I know this may be a lot to ask, but if there are any people interested in seeing how fast this can go, please help me out with your ideas here.
So hardware-wise what I got is an H11DSI-NT dual socket SP3 motherboard, bios version 2.1 with 2 32-core EPYC 7502s and all 16 memory slots populated by 256GB (128GB per socket) of 3200MT/s DDR4 sticks certified for this board by Supermicro, totaling 8 memory channels on each of the 2 sockets.
For BIOS set-up I have read the motherboard manual, AMD implementation and tuning guides. As suggested for high memory bandwidth HPC (subtype CFD) workloads, I disabled SMT (Hyperthreading), set the NUMA nodes per socket to 4 (NPS4), locked memory speed at 3200 to prevent matching the NB at 2933, and the 4-link xGMI speed from 10 to 16Gbps (max 18).
For the OS I have installed Clear Linux, as supposedly it comes with OOTB tuning for HPC workloads. So far I've had some problems however. The stateless config isn't so intuitive, which would be alright if not for the documentation being actually wrong in some places, possibly outdated. I've researched some configuration options to improve performance but none seemed to have a positive effect in my preliminary testing, so I have not applied any permanently. The OS is mostly stock for now.
How well does it actually work? Works as expected as far as I can tell. The main reason I got this rig is rendering and it rips, so that's fine. As for memory, after limited tweaking here are the results of my STREAM benchmark:
STREAM version $Revision: 5.10 $
This system uses 8 bytes per array element.
Array size = 10000000 (elements), Offset = 0 (elements)
Memory per array = 76.3 MiB (= 0.1 GiB).
Total memory required = 228.9 MiB (= 0.2 GiB).
Number of Threads requested = 64
Number of Threads counted = 64
Your clock granularity/precision appears to be 1 microseconds.
Each test below will take on the order of 514 microseconds.
(= 514 clock ticks)
Function Best Rate MB/s Avg time Min time Max time
Copy: 2867900.2 0.000067 0.000056 0.000122
Scale: 2761681.6 0.000065 0.000058 0.000100
Add: 3078388.3 0.000081 0.000078 0.000086
Triad: 3078388.3 0.000094 0.000078 0.000199
Pretty good I think.
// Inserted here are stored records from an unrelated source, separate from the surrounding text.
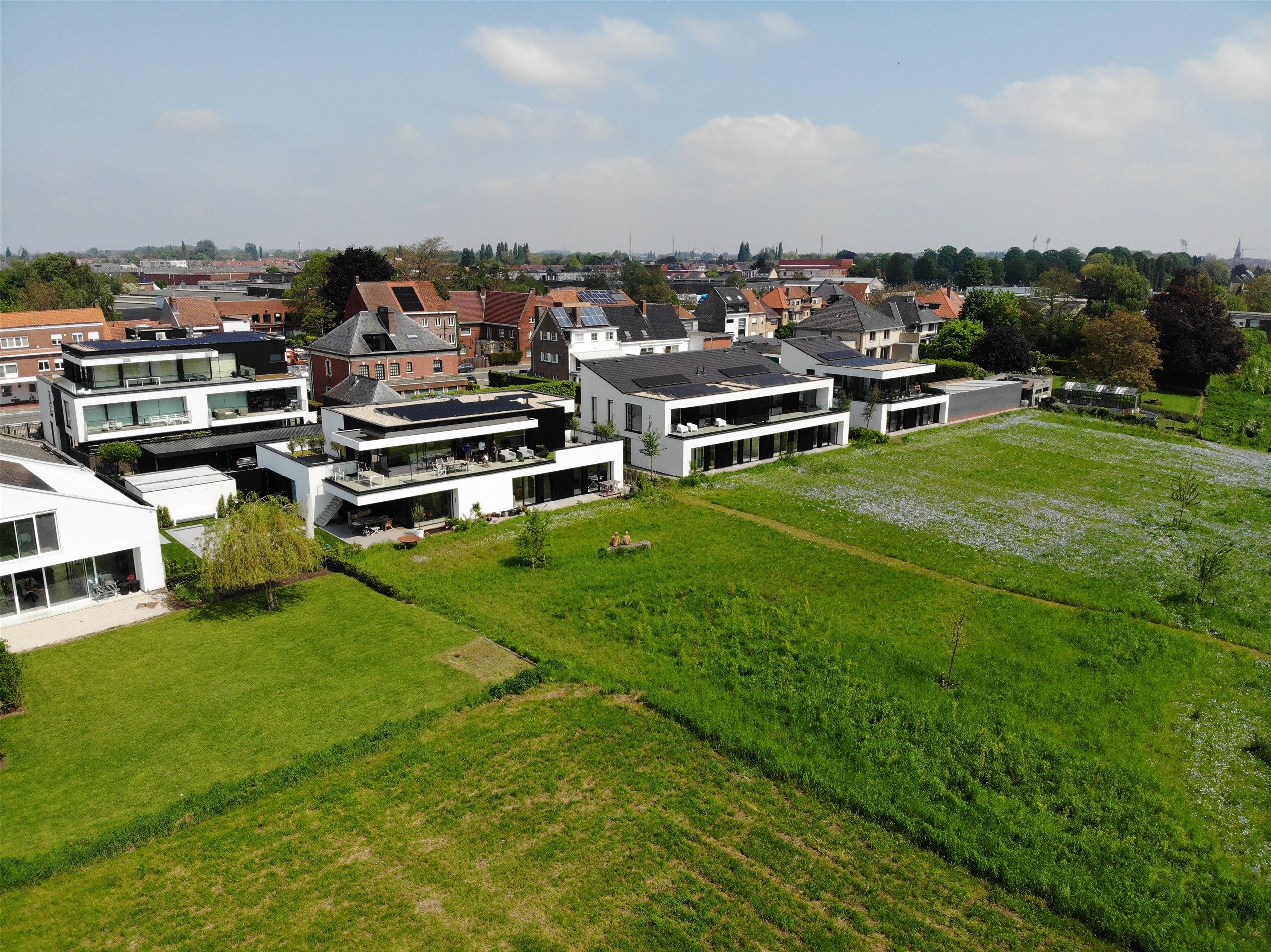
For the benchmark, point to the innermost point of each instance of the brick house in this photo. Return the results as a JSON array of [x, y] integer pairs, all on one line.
[[417, 300], [385, 345], [31, 345]]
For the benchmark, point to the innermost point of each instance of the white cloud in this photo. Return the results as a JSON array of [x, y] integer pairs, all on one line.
[[514, 120], [1105, 103], [566, 62], [194, 121], [754, 146], [1238, 69]]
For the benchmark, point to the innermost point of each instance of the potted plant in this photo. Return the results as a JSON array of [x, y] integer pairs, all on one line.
[[419, 515]]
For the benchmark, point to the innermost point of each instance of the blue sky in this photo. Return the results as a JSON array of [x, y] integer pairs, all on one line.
[[881, 126]]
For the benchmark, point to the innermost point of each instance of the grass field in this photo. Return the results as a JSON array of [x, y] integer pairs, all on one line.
[[1228, 409], [129, 721], [1068, 509], [1077, 760], [1084, 756], [559, 820]]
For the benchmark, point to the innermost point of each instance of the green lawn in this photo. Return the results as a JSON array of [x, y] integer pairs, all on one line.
[[559, 820], [129, 721], [1228, 409], [1076, 760], [1069, 509]]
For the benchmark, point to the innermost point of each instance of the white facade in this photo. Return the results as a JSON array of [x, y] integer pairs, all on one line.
[[63, 534], [682, 449], [192, 492], [325, 486], [903, 405]]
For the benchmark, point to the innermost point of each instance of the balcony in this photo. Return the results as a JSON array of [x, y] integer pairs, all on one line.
[[806, 412]]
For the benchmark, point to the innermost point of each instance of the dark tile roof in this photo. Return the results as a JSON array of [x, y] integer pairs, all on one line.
[[361, 389], [666, 372], [849, 314], [661, 323], [405, 336]]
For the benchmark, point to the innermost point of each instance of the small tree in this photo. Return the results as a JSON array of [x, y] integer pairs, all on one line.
[[1209, 565], [532, 540], [1185, 492], [116, 453], [258, 543], [651, 445], [13, 679], [955, 644]]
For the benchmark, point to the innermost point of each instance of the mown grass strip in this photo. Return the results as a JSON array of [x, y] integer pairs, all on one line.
[[891, 561], [223, 797]]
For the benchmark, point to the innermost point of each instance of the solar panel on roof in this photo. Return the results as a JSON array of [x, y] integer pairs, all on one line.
[[409, 299], [17, 475], [664, 380], [748, 370]]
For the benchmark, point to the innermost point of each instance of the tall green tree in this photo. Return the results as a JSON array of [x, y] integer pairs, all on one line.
[[1197, 337], [957, 339], [1003, 348], [899, 270], [643, 284], [56, 281], [258, 543], [974, 271], [314, 313], [992, 308], [345, 269], [1120, 348], [1110, 288]]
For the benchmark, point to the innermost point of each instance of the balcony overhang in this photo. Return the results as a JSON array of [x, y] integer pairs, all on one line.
[[357, 440]]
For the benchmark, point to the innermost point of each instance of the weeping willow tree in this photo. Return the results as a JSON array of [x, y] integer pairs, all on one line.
[[258, 543]]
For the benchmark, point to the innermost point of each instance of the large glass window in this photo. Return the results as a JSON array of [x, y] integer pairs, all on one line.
[[69, 581], [8, 600], [31, 589]]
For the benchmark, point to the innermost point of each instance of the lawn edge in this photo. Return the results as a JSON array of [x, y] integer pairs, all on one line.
[[220, 799]]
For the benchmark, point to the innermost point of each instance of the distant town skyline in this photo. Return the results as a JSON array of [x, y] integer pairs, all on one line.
[[881, 128]]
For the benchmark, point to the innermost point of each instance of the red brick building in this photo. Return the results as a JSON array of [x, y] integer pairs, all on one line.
[[387, 346], [31, 345], [417, 300]]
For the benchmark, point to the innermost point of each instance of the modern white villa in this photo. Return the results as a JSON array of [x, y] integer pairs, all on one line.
[[709, 409], [888, 396], [377, 466], [144, 389], [69, 540]]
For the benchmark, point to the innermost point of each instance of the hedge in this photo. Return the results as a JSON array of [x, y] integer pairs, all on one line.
[[955, 370]]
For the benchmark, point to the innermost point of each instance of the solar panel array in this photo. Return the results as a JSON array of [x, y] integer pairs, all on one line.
[[600, 296], [407, 298], [645, 383]]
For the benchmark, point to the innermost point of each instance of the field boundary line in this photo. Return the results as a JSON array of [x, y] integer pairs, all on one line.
[[893, 562]]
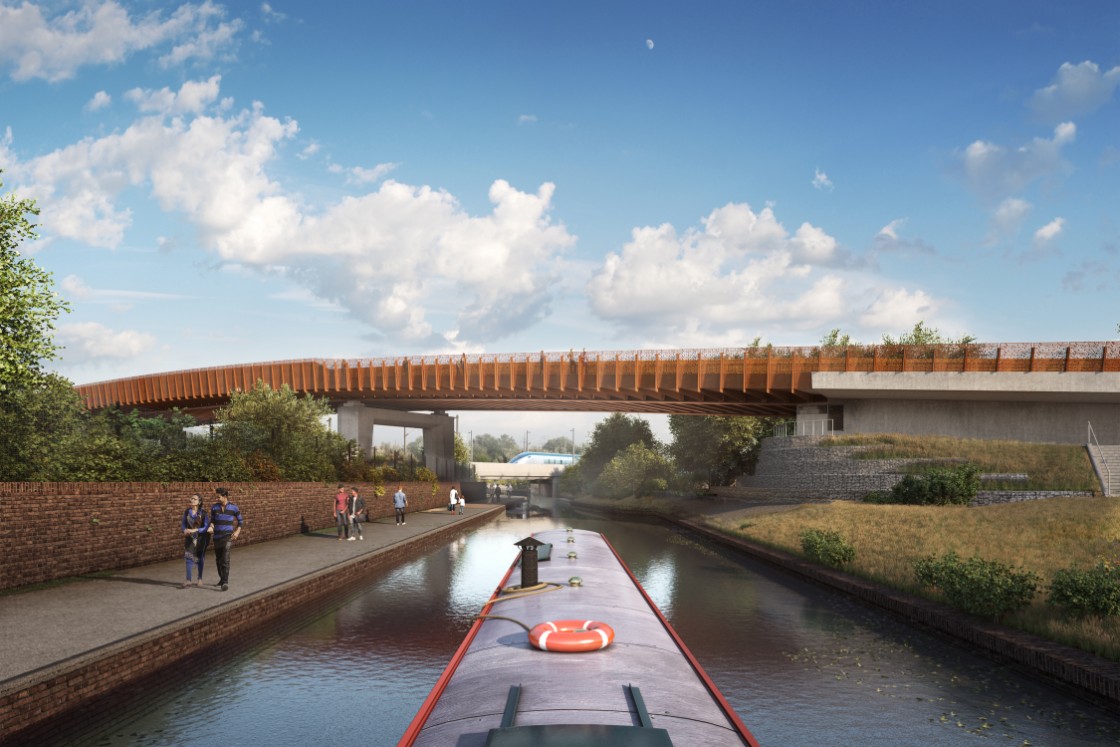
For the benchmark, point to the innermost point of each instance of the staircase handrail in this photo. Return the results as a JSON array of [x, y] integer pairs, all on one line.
[[1101, 461]]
Better than what the openSUSE guide for HPC I read promised at 250, but not as good as AMD's technical tuning guide which promised 350. However this appears highly variable for me, the result above is merely the best of 6, while the worst of 6 was a pathetic 1/3rd of it. No idea if that means anything.
Finally, for actual inference I got ggreganov/llama.cpp and lostruins/koboldcpp. I must say I am not at all familiar with running on CPU as all of my usage until now was done on my GPU system, this one has no GPUs (beyond the motherboard VGA controller).
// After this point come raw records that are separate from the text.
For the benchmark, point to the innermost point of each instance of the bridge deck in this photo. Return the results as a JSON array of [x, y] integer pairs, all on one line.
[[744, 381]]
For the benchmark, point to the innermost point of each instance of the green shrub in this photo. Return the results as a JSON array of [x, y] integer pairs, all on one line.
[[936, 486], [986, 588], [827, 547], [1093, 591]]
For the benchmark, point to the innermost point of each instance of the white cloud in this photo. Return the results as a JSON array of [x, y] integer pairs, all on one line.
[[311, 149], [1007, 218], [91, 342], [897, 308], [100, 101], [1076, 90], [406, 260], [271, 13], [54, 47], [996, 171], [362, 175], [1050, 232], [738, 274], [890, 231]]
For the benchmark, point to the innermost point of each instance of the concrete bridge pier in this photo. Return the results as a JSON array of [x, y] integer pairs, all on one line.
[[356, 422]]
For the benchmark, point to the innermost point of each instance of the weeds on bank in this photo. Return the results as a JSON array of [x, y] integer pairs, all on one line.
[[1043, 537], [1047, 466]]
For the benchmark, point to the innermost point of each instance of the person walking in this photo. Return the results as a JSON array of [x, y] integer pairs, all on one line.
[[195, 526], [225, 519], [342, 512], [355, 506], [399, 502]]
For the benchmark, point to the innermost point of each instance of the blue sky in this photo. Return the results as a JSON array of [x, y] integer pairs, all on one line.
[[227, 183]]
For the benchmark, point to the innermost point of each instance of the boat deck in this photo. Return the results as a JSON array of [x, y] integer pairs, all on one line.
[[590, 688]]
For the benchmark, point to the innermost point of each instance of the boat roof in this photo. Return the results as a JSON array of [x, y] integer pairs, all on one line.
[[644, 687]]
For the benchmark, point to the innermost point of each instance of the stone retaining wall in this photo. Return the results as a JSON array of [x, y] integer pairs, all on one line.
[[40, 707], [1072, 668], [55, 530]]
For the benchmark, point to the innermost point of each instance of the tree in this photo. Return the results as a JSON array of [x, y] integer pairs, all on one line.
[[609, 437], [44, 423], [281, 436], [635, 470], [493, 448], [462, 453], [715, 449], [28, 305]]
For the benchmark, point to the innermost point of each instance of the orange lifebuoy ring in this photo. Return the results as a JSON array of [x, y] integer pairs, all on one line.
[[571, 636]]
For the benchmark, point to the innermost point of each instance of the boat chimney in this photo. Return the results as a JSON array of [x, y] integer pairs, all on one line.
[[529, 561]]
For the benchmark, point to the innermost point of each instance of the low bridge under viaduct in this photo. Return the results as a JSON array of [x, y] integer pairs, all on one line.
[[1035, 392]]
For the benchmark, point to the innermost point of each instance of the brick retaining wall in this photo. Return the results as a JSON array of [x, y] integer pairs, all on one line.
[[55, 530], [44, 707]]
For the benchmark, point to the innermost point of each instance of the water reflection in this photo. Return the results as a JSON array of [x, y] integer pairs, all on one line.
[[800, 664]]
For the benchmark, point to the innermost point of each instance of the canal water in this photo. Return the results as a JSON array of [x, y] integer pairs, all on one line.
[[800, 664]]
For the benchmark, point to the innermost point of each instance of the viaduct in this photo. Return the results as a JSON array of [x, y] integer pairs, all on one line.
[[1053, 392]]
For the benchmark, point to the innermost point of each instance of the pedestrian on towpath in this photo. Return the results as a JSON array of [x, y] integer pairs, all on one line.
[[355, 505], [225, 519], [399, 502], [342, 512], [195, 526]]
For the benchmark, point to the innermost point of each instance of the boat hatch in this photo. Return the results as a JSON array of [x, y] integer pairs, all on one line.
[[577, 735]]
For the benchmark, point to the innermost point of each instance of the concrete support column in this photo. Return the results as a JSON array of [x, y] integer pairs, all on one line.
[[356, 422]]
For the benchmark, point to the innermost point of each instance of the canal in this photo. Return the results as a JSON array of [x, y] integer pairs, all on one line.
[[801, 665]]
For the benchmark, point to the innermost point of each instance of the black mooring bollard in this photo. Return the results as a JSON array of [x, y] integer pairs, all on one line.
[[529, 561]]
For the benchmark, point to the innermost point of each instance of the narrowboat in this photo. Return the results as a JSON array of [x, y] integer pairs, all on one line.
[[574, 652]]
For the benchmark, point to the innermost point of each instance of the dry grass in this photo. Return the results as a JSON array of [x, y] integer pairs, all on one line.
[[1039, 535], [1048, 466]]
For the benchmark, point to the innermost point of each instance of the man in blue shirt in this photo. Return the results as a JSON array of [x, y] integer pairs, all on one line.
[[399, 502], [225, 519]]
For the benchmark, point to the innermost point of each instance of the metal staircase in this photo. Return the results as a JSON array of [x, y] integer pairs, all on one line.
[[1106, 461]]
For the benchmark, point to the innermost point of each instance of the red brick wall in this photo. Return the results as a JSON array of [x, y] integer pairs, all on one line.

So far I've tried 2 models, TheBloke/nous-capybara-34b.Q4_K_M.gguf (Yi model), and Sao10K/Euryale-1.4-L2-70B.q5_K_S.gguf (llama2). The speed has been thoroughly disappointing, with the fastest result being:
llama_print_timings: load time = 15986.07 ms
llama_print_timings: sample time = 66.48 ms / 100 runs ( 0.66 ms per token, 1504.28 tokens per second)
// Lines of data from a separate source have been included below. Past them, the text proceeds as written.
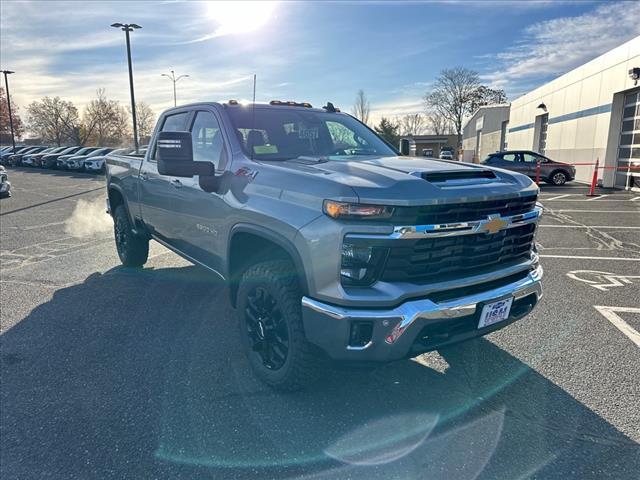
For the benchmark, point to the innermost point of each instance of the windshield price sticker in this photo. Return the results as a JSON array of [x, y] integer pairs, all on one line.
[[495, 312], [309, 133]]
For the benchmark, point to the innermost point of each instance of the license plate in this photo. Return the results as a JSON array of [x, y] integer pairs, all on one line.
[[495, 312]]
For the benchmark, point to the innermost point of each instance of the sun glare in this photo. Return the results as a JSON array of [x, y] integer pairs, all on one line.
[[239, 17]]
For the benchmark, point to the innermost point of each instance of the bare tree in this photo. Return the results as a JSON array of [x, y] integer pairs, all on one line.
[[54, 120], [484, 95], [100, 120], [412, 124], [451, 96], [146, 121], [437, 124], [361, 108]]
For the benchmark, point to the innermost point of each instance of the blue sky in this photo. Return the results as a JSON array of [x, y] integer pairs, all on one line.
[[304, 51]]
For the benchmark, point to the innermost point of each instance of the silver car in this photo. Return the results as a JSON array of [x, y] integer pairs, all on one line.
[[526, 162], [5, 185]]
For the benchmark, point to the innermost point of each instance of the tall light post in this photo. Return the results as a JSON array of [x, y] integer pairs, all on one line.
[[126, 28], [173, 78], [6, 84]]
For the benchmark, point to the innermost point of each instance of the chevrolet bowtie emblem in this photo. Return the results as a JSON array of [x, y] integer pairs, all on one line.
[[493, 225]]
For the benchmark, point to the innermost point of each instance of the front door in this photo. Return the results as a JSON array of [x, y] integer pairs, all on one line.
[[158, 193], [198, 214]]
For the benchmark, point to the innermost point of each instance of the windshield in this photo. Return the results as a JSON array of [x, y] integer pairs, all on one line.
[[281, 133]]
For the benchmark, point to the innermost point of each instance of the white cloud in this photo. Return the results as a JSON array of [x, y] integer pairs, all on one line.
[[556, 46]]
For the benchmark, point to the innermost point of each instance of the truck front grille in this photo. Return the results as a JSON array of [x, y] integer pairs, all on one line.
[[462, 212], [448, 258]]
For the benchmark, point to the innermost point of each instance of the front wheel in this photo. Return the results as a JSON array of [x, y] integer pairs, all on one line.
[[133, 249], [270, 317]]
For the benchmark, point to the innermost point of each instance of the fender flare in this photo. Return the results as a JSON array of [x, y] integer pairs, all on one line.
[[274, 237]]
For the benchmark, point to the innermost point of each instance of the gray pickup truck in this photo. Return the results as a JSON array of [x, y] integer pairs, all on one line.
[[333, 246]]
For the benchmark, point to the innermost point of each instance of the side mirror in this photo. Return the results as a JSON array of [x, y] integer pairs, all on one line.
[[175, 156], [404, 147]]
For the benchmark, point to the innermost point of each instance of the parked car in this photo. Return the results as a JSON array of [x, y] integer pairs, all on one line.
[[63, 160], [28, 158], [97, 164], [427, 152], [4, 155], [77, 162], [526, 162], [16, 159], [36, 159], [329, 251], [5, 185], [50, 160]]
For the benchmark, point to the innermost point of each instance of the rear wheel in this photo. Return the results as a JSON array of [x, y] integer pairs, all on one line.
[[270, 318], [133, 249]]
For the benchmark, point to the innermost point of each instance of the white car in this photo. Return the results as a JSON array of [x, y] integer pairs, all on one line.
[[96, 164]]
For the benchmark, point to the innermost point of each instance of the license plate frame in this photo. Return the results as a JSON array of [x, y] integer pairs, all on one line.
[[495, 312]]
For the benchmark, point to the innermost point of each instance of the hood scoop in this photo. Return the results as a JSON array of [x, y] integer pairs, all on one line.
[[458, 177]]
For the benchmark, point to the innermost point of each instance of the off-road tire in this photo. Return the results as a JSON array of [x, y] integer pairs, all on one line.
[[133, 249], [279, 279]]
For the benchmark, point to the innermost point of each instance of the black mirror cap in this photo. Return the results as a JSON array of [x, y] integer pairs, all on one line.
[[405, 148]]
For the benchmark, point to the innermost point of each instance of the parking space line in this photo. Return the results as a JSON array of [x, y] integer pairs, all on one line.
[[597, 211], [558, 197], [610, 314], [610, 227], [599, 197], [579, 257], [543, 200]]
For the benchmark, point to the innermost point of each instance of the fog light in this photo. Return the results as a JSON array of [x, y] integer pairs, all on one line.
[[361, 333], [361, 265]]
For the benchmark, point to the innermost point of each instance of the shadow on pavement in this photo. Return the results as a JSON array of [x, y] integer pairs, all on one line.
[[139, 374]]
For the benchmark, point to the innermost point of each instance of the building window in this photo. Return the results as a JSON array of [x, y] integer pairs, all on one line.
[[503, 135], [629, 142], [542, 140]]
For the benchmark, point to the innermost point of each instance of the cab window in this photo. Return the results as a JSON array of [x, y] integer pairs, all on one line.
[[206, 138], [173, 123]]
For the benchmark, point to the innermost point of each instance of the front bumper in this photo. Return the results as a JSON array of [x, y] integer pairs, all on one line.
[[415, 326], [5, 189]]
llama_print_timings: prompt eval time = 848.76 ms / 20 tokens ( 42.44 ms per token, 23.56 tokens per second)
llama_print_timings: eval time = 38684.95 ms / 99 runs ( 390.76 ms per token, 2.56 tokens per second)
llama_print_timings: total time = 39667.94 ms
Log end
As a result of:
./main -m ../Nous-Capybara-34B-Q4_K_M.gguf -p "An extremely detailed description of the 10 best ethnic dishes will follow, with recipes: " -n 100 -t 32 -tb 64 --mlock --no-mmap --numa
The 70B model runs at about half that, best case.
I can download other models, software, apply any BIOS tweaks and OS settings, compile with whatever flags, EVs and hacks if necessary.
Thank you if you read this far, but I apologize if I probably don't respond until tomorrow. I will be going to sleep any minute now.
Let me know how it goes for you. Sorry if I was too verbose in my OP, mostly just repeating what the AMD guide says.
Lol, no worries, this is the part where I'm out of my league, but I'm pulling it together. I got this one:
https://www.tyan.com/Motherboards=S8026=S8026GM2NRE=description=EN#:~:text=Tyan's%20Tomcat%20SX%20S8026%20is,performance%20within%20a%201P%20footprint.
Mini-itx form factor but you get all that juicy PCIe exposed for accelerators. I think we even got the same CPU, but I could only afford 256gb DDR4. Kitting it out with the full 2TB is going to be exhausting! And also I need more GPUs.